After careful review of the proposed rule change as well as the comment letters and the Phlx response letter received on the Proposal, the Commission finds that the proposed rule change, as modified by Amendment No. 1, is consistent with the requirements of the Act and the rules and regulations thereunder applicable to a national securities exchange and, in particular, with Section 6(b) of the Act.[50] In particular, the Commission finds that the proposed rule change is consistent with Section 6(b)(5) of the Act,[51] which requires, among other things, that the rules of a national securities exchange be designed to prevent fraudulent and manipulative acts and practices, to promote just and equitable principles of trade, to foster cooperation and coordination with persons engaged in regulating, clearing, settling, processing information with respect to, and facilitating transactions in securities, to remove impediments to and perfect the mechanism of a free and open market and a national market system, and, in general, to protect investors and the public interest; and not be designed to permit unfair discrimination between customers, issuers, brokers or dealers.

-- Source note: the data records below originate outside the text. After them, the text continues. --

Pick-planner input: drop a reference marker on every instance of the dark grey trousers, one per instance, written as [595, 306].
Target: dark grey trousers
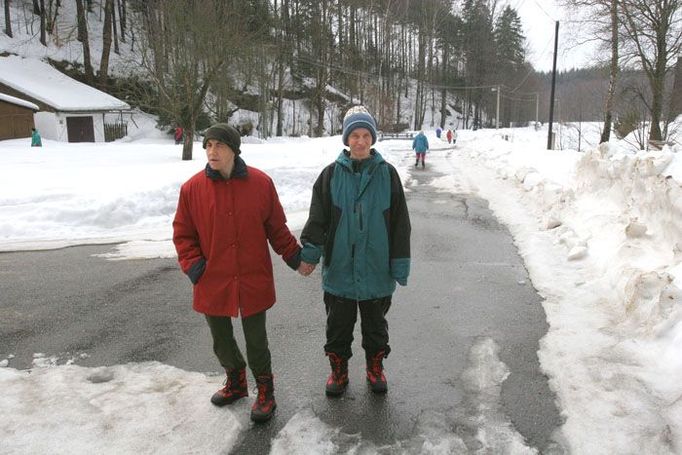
[342, 314]
[226, 349]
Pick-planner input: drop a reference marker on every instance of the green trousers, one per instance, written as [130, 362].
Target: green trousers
[226, 349]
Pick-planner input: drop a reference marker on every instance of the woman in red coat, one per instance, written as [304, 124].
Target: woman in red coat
[225, 218]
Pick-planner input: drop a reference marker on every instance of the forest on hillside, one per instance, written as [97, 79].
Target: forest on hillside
[192, 62]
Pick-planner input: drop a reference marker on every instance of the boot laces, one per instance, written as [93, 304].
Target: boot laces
[376, 367]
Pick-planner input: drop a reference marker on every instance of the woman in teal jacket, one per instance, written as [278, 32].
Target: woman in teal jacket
[359, 225]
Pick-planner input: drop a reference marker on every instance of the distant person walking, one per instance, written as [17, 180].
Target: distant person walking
[420, 145]
[35, 138]
[226, 216]
[360, 227]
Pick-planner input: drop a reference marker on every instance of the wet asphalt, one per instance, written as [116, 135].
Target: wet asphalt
[468, 283]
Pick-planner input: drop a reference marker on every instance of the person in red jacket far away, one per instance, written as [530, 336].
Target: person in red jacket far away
[226, 215]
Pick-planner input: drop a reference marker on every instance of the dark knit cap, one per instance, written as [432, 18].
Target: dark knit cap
[358, 117]
[226, 134]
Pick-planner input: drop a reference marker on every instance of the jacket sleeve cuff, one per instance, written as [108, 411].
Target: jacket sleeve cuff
[196, 270]
[294, 261]
[311, 253]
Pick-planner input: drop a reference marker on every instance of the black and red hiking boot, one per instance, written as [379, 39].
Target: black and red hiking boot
[338, 379]
[235, 388]
[265, 405]
[375, 372]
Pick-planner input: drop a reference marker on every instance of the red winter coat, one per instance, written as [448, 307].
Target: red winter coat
[228, 223]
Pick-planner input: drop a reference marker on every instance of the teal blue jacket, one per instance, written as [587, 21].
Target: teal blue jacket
[359, 224]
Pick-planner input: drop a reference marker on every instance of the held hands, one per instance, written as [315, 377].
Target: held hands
[306, 269]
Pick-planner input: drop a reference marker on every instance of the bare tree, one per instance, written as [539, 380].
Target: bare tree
[184, 54]
[653, 34]
[106, 44]
[84, 39]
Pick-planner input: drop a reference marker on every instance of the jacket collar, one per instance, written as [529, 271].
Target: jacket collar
[345, 160]
[239, 170]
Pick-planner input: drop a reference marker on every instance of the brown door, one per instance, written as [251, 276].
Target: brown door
[80, 129]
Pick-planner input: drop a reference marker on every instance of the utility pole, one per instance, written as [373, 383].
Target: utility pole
[551, 101]
[497, 110]
[537, 108]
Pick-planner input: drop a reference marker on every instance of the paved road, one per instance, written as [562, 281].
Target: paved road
[468, 289]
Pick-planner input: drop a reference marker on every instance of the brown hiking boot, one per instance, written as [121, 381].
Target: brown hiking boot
[375, 372]
[265, 404]
[235, 388]
[338, 379]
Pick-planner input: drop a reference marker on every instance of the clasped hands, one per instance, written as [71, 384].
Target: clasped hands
[306, 269]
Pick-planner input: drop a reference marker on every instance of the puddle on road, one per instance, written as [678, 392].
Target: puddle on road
[479, 427]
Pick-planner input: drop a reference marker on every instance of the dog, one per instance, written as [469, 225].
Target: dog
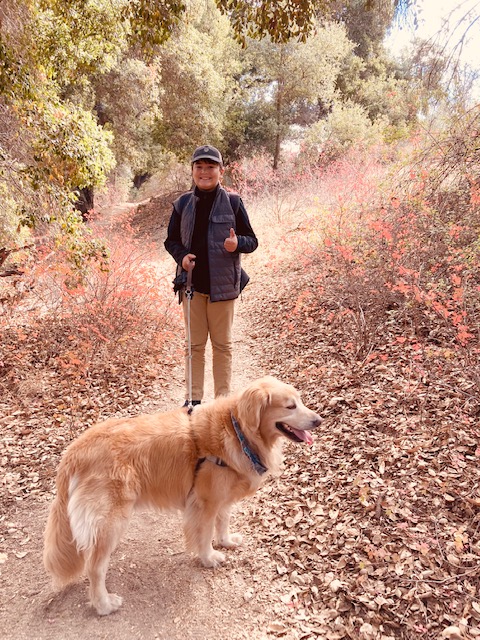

As noted above, the Commission received two comment letters from one commenter in response to the proposed rule change.[52] The commenter raised concerns about whether the Exchange's proposed revisions to its rules governing priority during open outcry were appropriate, as more fully described Start Printed Page 60879above.[53] In its review of the proposal, the Commission has carefully considered all of the comments received. The Commission acknowledges the concerns raised by the commenter, as detailed above,[54] about the potential impact on competition resulting from the Proposal in the Exchange's rules governing priority and order allocation for open outcry transactions. At the same time, the Commission also acknowledges the Exchange's belief that this Proposal will encourage order flow providers to send additional crossing, facilitation, and solicited orders to the Exchange,[55] as well as its belief that today, electronic options trading is well-established and no longer requires special rules and incentives to develop further.[56]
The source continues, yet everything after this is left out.